Viernes, 02 Enero 2026
Polémica por la reforma del sistema de inteligencia nacional

Miguel Ángel Toma calificó de 'mamarracho' los cambios en la SIDE y cuestionó el DNU

El exsecretario de Inteligencia calificó al DNU 941/2025 como ineficiente y burocrático, pidió debate parlamentario y advirtió sobre la autonomía de la inteligencia militar frente al control civil.
Miguel Ángel Toma, exsecretario de Inteligencia, durante una entrevista
Miguel Ángel Toma, exsecretario de Inteligencia, durante una entrevista

Toma critica el DNU 941/2025 y pide debate sobre la Ley 25.520

Miguel Ángel Toma cuestionó con dureza el DNU 941/2025 que reconfigura la Secretaría de Inteligencia del Estado (SIDE) y el sistema de inteligencia nacional, y definió la medida como un “mamarracho” por su ineficiencia y su carácter burocrático. Las declaraciones las dio en el programa Modo Fontevecchia, transmitido por Net TV.


El diagnóstico del exfuncionario

Abogado y exsecretario de Inteligencia entre 2001 y 2002, Toma recordó su participación en la elaboración de la Ley de Inteligencia Nacional (25.520), sancionada en 2001 con amplio consenso parlamentario, y sostuvo que recurrir a un decreto para modificar aspectos de esa ley es una señal negativa. Según su análisis, el decreto amplía funciones y misiones, burocratiza la estructura y crea agencias con autonomía funcional y tecnológica que dificultan el control civil.

El exfuncionario afirmó que la norma promulgada mediante DNU da marco legal a prácticas que ya existen y que proyectan una mayor intervención estatal en la vida pública: “Se convierte en un elemento que refuerza todavía más esa percepción”, dijo, en referencia a una supuesta cultura autoritaria que, a su juicio, trascendió distintos gobiernos.


Críticas puntuales al contenido del decreto

Toma enumeró varios problemas técnicos y políticos que observa en el DNU: a) la ampliación legal de tareas que antes no estaban explicitadas; b) la autonomía otorgada a agencias que complica un organigrama fiscalizable; c) la discusión terminológica sobre términos como “encubierto”, que desplaza el debate de temas operativos hacia cuestiones semánticas; y d) la reforma en el ámbito militar, que, según el exfuncionario, autonómiza la inteligencia de las Fuerzas Armadas respecto del control civil.

En ese punto mencionó la supuesta disolución de la DIIEM y la concentración de funciones en una Dirección Estratégica Militar del EMCO, planteos que enlazan con la preocupación por una mayor influencia de estructuras militares en tareas de inteligencia y seguridad.


Antecedentes y contexto legal

La Ley 25.520, aprobada en 2001, sustituyó un conjunto de normas heredadas y buscó regular la actividad de inteligencia bajo pautas de control parlamentario y legalidad.
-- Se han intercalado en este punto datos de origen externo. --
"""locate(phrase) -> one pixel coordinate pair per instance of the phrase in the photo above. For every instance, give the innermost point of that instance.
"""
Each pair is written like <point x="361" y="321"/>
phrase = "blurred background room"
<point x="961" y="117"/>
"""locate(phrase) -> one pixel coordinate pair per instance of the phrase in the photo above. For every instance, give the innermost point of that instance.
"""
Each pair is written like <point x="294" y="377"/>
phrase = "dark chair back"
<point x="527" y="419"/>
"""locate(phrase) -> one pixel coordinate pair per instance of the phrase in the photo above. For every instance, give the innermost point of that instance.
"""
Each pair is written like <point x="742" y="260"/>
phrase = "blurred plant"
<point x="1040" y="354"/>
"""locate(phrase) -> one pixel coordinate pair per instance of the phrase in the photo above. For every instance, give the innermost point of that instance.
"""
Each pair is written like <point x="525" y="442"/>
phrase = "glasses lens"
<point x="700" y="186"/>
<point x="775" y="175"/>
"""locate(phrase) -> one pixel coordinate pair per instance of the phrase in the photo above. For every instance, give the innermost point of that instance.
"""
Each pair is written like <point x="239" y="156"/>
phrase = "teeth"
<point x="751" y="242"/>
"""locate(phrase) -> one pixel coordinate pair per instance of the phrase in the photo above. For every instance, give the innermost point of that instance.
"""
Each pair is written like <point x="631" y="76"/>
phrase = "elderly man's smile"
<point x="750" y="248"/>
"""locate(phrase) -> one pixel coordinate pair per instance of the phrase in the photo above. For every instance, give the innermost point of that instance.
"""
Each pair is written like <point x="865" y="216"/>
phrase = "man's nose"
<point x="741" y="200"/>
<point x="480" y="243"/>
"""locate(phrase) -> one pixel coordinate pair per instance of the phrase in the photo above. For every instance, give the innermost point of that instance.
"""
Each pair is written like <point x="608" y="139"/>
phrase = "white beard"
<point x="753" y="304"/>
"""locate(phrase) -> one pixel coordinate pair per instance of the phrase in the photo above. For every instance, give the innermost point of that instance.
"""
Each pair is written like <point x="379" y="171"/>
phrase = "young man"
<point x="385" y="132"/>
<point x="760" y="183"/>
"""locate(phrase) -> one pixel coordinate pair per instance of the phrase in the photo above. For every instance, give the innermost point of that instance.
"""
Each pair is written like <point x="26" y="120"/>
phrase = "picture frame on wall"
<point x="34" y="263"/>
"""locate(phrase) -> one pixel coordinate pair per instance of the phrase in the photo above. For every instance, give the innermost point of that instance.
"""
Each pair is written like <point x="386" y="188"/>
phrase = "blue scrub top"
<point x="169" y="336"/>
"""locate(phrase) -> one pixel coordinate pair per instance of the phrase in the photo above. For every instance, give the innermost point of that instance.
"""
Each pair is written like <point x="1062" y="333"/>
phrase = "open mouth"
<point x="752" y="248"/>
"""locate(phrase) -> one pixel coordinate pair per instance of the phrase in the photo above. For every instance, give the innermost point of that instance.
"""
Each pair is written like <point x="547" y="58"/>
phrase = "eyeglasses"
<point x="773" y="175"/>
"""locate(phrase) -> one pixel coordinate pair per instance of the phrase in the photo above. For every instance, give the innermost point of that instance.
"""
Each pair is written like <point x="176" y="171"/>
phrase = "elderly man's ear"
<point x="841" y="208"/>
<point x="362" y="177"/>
Toma remarcó que aquel proceso contó con trabajo conjunto entre actores políticos y técnicos, y opinó que cualquier modificación relevante debería pasar por un debate amplio en el Congreso, más que por un decreto ejecutivo.

Desde su punto de vista técnico, el DNU no mejora la eficiencia del sistema frente a amenazas como el terrorismo, el narcotráfico, la trata o el contrabando, sino que introduce elementos que generan incertidumbre y debates secundarios sobre funciones y palabras.


Percepción política

En el diálogo con el conductor del programa, Toma también lanzó una crítica política: dijo que tanto el Gobierno de Javier Milei como el kirchnerismo comparten una lógica autoritaria en el uso de herramientas de inteligencia para el control interno. Señaló que modelos de espionaje interno y persecución política han existido en distintas etapas y que eso debe ser un motivo para cuidar las garantías y el control civil sobre esas actividades.